Dec 16, 2009

What if IBM and Apple Merge?!


After blogging about how Google can take on Microsoft and vice versa, I was interested in the writer of the article, Rob Enderle. I followed his articles and came across another interesting "what if" discussion on the merger of IBM and Apple. Even though chances of such a merger is really zero to none just because both companies have redundancy in products as well as in customers, a look at the similarities and differences of both giants would not hurt. In the following paragraphs, a discussion of how the two companies could benefit from each other if they do merge will take place.
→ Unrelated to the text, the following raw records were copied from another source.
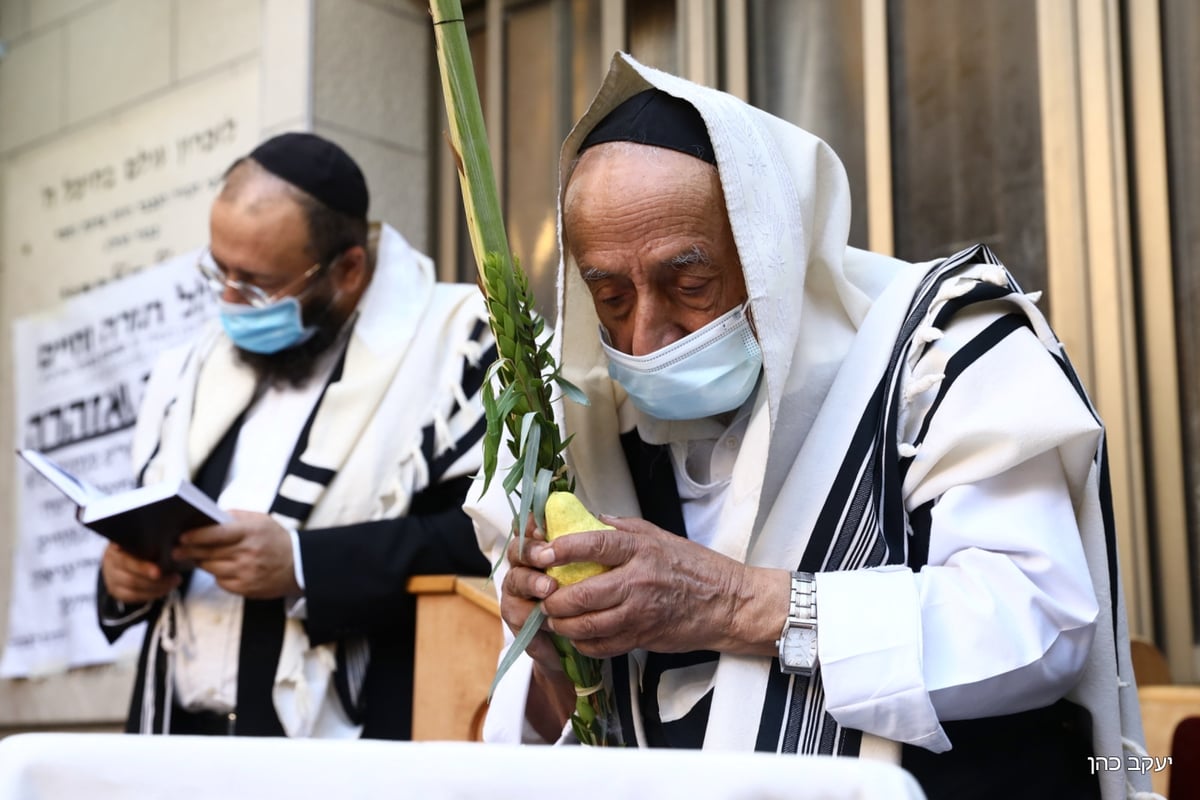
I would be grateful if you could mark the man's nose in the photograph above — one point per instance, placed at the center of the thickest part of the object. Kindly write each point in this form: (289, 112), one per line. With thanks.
(652, 329)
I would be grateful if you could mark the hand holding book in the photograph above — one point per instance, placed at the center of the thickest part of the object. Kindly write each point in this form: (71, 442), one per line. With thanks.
(144, 522)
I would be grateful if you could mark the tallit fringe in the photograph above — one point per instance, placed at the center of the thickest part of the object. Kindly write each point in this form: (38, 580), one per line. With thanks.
(994, 274)
(412, 470)
(951, 290)
(472, 350)
(928, 334)
(162, 636)
(443, 439)
(922, 385)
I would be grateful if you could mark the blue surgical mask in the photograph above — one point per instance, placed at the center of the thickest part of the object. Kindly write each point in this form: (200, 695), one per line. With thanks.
(265, 329)
(707, 372)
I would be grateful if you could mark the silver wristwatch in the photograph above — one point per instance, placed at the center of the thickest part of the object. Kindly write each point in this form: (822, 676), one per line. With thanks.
(798, 641)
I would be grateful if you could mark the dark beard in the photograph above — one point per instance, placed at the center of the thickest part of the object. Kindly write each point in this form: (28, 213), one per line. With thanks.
(295, 365)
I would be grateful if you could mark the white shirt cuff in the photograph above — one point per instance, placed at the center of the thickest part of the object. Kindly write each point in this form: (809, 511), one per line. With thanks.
(869, 644)
(297, 607)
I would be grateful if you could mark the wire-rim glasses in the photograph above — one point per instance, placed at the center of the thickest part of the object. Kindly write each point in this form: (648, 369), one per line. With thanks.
(256, 296)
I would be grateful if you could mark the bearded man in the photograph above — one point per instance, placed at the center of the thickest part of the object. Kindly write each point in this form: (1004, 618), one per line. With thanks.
(335, 410)
(858, 504)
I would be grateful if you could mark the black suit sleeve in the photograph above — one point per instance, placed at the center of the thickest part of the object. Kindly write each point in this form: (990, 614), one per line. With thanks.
(115, 617)
(355, 575)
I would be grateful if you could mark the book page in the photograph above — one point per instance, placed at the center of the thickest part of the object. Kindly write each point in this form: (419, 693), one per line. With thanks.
(78, 489)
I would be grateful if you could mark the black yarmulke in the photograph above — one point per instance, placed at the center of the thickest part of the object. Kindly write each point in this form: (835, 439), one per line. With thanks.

Lets take a look at the similarities of both IBM and Apple. First, just as Apple has Steve Jobs to lead it successfully through its life cycle, IBM is successfully lead by Sam Palmisano who has managed to reward IBM with often the strongest profitability. Second, Both companies has solid bases for carrying business and gaining global attention; IBM focus on its intellectual property base in system cooling and analytics and energy management. Similarly, Apple focus on its rich operating systems and differentiated product line. Third, Both companies try to ignore price competition and concentrate on product value. Lastly, they both have loyal customer base that consists of different groups from individuals to organization and government sectors.

Moving on to the differences; While Apple inserts customer voice on its marketing strategies, IBM fails to do so. Most of IBM top products serve as back end products that has no apparent advantage to many customers. On the other hand, integrated marketing and products development is perhaps the biggest success factor for Apple. Second, IBM is known or having high end products that usually gain wide satisfaction of customers whereas Apple fails to provide the equivalent quality due to different customers' perceptions. Lastly, IBM does not solely depend on Sam Palmisano because it has a strong structure, however, Apple pretty much runs on Steve Jobs; whenever he's sick, Apple stocks go down and vice versa. In conclusion, If both companies looked at each other strengths and weaknesses, they will be able to enhance their presence in the market which eventually means more customer satisfaction.

2 comments:

  1. I would be greatly interested if the two companies merged, all though i see them as having to fundamentally different business approaches, but maybe that's what will make them such a good combo. With IBM already doing partial business mergers with Cisco, some powerhouse that would be.

    ReplyDelete
  2. Although I partly agree with you, I think if these two great companies are not in constant competition to try to out due each other, they would produce less new and updated products.